An experienced herdsperson can command an extremely competitive salary and on-site accommodation. Typical responsibilities are milking the cows and overseeing the day-to-day operations of the farm with regard to feeding and breeding.
However, the UK dairy industry provides myriad alternative roles from foot-trimmer and artificial insemination technician, through to jobs in the milk processing and manufacturing sectors, research or marketing.
D is for Diversification
Government statistics show that 62% of farms now have some form of diversification and nearly one-third of total farm business income comes from diversification.
Farmers have branched out into office space, tourism venues, food processing, wedding venues – you name it, they are doing it.
This has produced a need for people in the farming industry with the marketing, retailing, planning, health and safety and people management skills to develop and run these businesses alongside the farming operation.
E is for Estates
Country estates might conjure up images of Downton Abbey, but the reality is most are now dynamic modern businesses with a range of enterprises in the portfolio.
Farming could be just one part of it, along with residential property management, energy production, commercial property and diversification activities.
The estate and land management role is usually carried out by qualified land agents who are trained in areas such as valuations, land tenure and legislation, planning permission, compulsory purchase, tax and finance and are accredited with the Royal Institution of Chartered Surveyors.
F is for Food processing
The farming industry is the bedrock of a much larger UK agri-food industry.

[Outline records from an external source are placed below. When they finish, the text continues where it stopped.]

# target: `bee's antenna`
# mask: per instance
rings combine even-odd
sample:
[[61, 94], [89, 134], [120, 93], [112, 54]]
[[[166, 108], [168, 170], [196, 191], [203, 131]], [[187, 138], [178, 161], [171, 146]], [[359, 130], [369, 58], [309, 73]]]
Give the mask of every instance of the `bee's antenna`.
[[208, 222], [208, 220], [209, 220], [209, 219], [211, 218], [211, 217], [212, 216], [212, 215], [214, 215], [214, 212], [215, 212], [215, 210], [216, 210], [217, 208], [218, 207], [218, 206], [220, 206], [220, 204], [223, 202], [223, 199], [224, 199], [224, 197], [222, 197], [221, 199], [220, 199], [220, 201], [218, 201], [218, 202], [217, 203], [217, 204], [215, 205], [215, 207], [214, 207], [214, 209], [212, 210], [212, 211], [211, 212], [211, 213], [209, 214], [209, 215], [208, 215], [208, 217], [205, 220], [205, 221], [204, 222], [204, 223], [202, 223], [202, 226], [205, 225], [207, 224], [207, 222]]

Food and drink is the largest manufacturing sector in the UK – worth £108bn and providing jobs for 3.9 million people.
Many consumers take food very much for granted and have little appreciation of how it is turned from a raw commodity into something they want to eat for dinner.
Yet the food industry has a constant need for appropriately qualified staff working at every step of the processing and manufacturing supply chain.
Graduate roles can include new product development, technical management, quality, business and retail management.
G is for Global
While the choice of job roles on offer in the UK is wide, for those who are willing to work overseas then the world really is your oyster.
There is strong demand for farmworkers in countries such as Australia and New Zealand and many people who try it find it life-changing from a career point of view because it widens their experience.
So if you like travel and are willing to leave the comfort of home, dust down your passport and get packing.
H is for Hens
The poultry industry is big business, given that each year UK shoppers eat 1.5m tonnes of poultrymeat and consume more than 12bn eggs.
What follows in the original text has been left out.